Kina, the three-year-old collie, arrived at the rescue center with seven of her puppies, all of whom have already been moved. Many Tears staff say she gets along well with other dogs and is ‘full of love’
Co-founder Sylvia Van Atta, 62, said last night, “We never let dogs sleep, but God knows what would happen if we all got coronavirus.
“It’s a nightmare. We have more than 100 dogs and 52 employees. Nine have already decided to isolate themselves and others want to isolate themselves.
“So we have fewer staff and fewer dogs being relocated due to travel restrictions. We are under great pressure. ‘
Committed: Lots of Tears staff with some of the dogs they are trying to find a home for
A group of bichon frize puppies cuddle together while they wait for a new home
She added, “We house about 75 dogs a week, but that has fallen to less than half.

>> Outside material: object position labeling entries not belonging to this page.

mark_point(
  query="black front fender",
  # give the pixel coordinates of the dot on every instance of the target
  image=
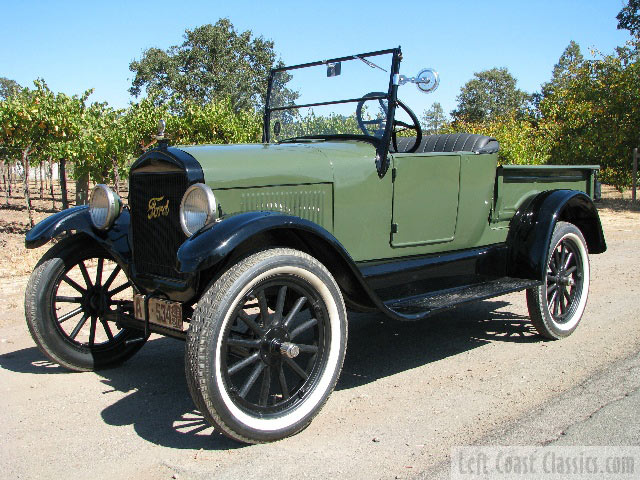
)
(115, 240)
(532, 227)
(212, 244)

Dogs still enter. We are uptight and unfortunately many of these dogs face a bleak future.
“We are doing everything we can and will continue to work until our last breath to find them homes.”
Many tears usually run a weekly shift that takes dogs to highway parking lots where they are reunited with new owners, but this had to be scaled back.
Rescue center worker Geri Lloyd with Sid the sprollie – a springer spaniel-border collie cross. The one-year-old dog has been described as a “super-intelligent boy who loves a busy lifestyle”
Boris, the two-year-old hunting dog, was described as ‘very concerned’ when he arrived at the Many Tears center. Now staff say he is ‘full of life’ and would become a ‘fantastic friend’ in any loving, active home where he would get plenty of exercise
The center is funded by donations and income from the kennels of Bill Van Atta’s husband Bill, but £ 30,000 in bookings have recently been canceled.
Ms van Atta said, “We don’t give up on these dogs, but I don’t know how long we can survive.”